この変化は、男の気を引くのに時間は掛からなかった。
「ありがとう……これからも楽しませてくれよな」 客は、玉芳が席に付いてからスグに心を持っていかれたようだ。
アチコチの妓楼を渡り歩いてきた客は、玉芳に堕ちた。
時代は変われど、男はツンデレに弱いようだ。
「そこで……コレを……」 玉芳が手を叩くと、部屋に赤飯が運び込まれる。
「どうした?」 客はキョトンとしていた。
「今宵、この勝来が妓女としての初日でございます」
「そうか、めでたいな♪」 客は、めでたい日に立ち会えた事を喜ぶと
「お召し上がりください。 これは、私の奢りです。 さっ、勝来も……」 玉芳は勝来を近くに呼び、全員で赤飯を食べた。

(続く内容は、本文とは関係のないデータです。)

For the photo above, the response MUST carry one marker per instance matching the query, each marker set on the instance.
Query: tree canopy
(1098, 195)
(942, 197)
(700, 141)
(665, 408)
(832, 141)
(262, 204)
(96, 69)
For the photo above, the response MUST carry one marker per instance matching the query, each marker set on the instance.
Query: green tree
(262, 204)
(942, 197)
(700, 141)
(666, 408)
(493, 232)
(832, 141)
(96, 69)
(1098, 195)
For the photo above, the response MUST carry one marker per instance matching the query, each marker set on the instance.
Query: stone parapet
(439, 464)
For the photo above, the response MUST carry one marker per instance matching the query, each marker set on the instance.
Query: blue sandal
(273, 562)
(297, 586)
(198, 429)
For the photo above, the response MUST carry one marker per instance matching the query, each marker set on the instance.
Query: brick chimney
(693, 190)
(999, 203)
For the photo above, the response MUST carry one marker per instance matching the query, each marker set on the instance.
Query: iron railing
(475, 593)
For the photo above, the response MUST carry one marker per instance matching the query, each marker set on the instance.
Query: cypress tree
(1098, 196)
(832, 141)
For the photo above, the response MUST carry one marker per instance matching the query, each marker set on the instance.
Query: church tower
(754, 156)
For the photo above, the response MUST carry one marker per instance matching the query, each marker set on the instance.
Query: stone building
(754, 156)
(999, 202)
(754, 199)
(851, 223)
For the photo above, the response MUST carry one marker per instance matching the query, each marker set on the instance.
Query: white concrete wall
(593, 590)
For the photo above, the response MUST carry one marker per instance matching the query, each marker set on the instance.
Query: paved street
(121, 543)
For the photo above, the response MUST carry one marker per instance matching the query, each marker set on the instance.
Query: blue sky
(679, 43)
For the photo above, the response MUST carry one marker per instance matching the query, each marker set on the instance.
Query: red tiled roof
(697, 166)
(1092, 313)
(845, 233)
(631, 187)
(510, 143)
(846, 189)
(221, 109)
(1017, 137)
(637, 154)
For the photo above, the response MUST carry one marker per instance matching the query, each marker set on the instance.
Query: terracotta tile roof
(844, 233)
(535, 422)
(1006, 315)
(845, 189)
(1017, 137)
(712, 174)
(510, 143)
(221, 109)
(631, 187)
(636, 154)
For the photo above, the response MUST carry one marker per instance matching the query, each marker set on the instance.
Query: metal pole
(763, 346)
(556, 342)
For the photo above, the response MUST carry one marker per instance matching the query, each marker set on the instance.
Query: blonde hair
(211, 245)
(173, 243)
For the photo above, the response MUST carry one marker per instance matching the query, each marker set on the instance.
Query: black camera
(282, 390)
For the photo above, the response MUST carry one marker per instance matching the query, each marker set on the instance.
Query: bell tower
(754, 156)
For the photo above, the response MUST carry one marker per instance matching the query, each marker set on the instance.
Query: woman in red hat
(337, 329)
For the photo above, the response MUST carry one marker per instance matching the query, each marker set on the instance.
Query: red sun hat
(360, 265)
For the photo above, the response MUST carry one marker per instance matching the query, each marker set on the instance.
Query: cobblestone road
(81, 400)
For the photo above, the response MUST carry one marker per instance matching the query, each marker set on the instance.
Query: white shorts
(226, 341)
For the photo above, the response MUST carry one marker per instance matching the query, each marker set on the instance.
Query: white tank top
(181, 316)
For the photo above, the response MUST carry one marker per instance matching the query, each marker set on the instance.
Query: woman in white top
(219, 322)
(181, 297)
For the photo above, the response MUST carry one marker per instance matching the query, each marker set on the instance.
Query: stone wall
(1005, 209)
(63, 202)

その時、勝来に涙が溢れて化粧が取れかかってしまった。
「あらあら……」 玉芳がクスッと笑う。
これも変化である。 玉芳が客の前で笑うことは少ない。
いつもなら張りつめた空気で存在感を出していたが、今回は違った。
(姐さん……何かあったのかな?) 梅乃は、小さいながらに疑問を抱く。
酒宴は進み、梅乃は子供なので先に失礼をする。
そして、三時間ほどすると酒宴が終わった。
丁寧に挨拶をし、階段まで見送る玉芳。
そして、階段を下りてから菖蒲と勝来が外までの見送りをする。
客が歩いて帰ろうとした時に、玉芳は妓楼前まで速足でやってきた。
少し息を切らした声で、
「また、会えますか?」 と、言ったのである。
客は面食らった顔で
「あぁ、すぐ来るよ」 そう言って、客は帰っていった。
これは、全て玉芳の演出である。
ただ、この変化により玉芳自身にも変化が出てきた。
そして、朝の六時になると浅草寺の鐘の音が鳴る。
新造になった勝来は、菖蒲に同行して客の見送りを行っていた。
そんな中、梅乃はバタバタとうるさい妓楼の中で熟睡をしていたのであった。